15-year-old Linux vulnerabilities let hackers gain superuser privileges
Experts from the GRIMM organization found vulnerabilities in the iSCSI subsystem of the Linux kernel that could allow local attackers with basic user privileges to escalate their privileges to superuser. Vulnerabilities can only be exploited locally, which means that an attacker first has to gain access to vulnerable device by exploiting another vulnerability or using an alternative attack vector to carry out a cyberattack.
Despite the fact that vulnerabilities were discovered just now, they appeared during the initial development stages of the iSCSI in 2006. The issues affect all Linux distributions, but luckily, the vulnerable scsi_transport_iscsi kernel module is not loaded by default.

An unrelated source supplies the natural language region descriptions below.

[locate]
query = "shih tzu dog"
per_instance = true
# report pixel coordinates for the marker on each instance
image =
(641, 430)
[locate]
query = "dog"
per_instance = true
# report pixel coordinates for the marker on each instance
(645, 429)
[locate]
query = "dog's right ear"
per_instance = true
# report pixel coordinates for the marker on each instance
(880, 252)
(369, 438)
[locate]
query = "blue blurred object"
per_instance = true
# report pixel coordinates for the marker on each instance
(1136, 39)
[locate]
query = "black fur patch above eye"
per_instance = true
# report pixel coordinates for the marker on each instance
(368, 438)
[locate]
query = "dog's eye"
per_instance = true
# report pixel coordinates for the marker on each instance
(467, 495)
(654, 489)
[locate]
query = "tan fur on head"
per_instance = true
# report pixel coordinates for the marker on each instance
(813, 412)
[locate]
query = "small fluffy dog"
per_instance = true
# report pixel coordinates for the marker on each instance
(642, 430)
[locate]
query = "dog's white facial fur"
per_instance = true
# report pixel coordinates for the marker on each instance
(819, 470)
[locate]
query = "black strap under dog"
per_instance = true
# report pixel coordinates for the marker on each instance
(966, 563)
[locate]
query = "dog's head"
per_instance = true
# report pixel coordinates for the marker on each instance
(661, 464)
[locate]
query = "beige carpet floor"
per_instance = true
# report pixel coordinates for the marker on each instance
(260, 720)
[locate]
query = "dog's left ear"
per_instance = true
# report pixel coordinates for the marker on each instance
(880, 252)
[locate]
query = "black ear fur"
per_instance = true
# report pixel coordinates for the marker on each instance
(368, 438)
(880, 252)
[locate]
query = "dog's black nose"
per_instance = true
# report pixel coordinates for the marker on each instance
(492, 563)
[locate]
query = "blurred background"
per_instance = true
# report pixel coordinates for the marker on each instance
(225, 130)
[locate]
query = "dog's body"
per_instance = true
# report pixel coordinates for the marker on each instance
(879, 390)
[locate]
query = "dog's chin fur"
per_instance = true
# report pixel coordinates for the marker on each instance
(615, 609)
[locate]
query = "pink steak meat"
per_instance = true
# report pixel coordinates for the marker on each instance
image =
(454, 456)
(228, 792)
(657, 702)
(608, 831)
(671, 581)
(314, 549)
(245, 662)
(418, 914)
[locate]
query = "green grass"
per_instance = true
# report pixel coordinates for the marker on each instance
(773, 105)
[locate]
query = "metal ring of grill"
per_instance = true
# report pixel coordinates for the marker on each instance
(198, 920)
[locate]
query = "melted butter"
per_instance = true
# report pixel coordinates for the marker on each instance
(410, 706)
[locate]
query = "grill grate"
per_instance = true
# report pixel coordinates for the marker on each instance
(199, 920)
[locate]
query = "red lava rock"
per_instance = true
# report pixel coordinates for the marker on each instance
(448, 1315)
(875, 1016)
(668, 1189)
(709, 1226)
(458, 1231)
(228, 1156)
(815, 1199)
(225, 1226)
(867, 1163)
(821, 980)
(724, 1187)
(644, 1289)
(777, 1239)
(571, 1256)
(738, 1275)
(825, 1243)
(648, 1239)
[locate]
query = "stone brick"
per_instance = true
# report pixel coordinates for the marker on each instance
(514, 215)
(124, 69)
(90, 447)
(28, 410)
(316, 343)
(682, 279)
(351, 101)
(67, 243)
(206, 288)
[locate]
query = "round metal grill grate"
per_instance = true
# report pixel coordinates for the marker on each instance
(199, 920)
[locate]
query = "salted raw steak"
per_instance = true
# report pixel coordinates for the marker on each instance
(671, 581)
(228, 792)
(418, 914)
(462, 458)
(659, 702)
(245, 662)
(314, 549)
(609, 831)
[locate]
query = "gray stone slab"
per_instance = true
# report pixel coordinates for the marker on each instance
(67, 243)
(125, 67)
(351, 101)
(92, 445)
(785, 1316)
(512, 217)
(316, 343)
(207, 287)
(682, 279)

However, the module can be loaded and exploited for privilege escalation.
As security researcher Adam Nichols explained, the Linux kernel loads modules either because it detects new hardware or because a kernel function detects that a module is missing. On CentOS 8, RHEL 8, and Fedora, unprivileged users can automatically load the required modules if the rdma-core package is installed. On Debian and Ubuntu, the rdma-core package will only automatically load the two required kernel modules if the RDMA hardware is available. As such, exploitation of the vulnerability is limited on these systems.
Vulnerabilities:
• CVE-2021-27365: buffer overflow (local privilege escalation, data disclosure, and denial of service);
• CVE-2021-27363: kernel pointer leak (data disclosure);
• CVE-2021-27364: out-of-bounds read (data disclosure and denial of service).
All three vulnerabilities are patched in 5.11.4, 5.10.21, 5.4.103, 4.19.179, 4.14.224, 4.9.260 and 4.4.260 versions. No patches will be released for EOL unsupported kernels versions like 3.x and 2.6.23.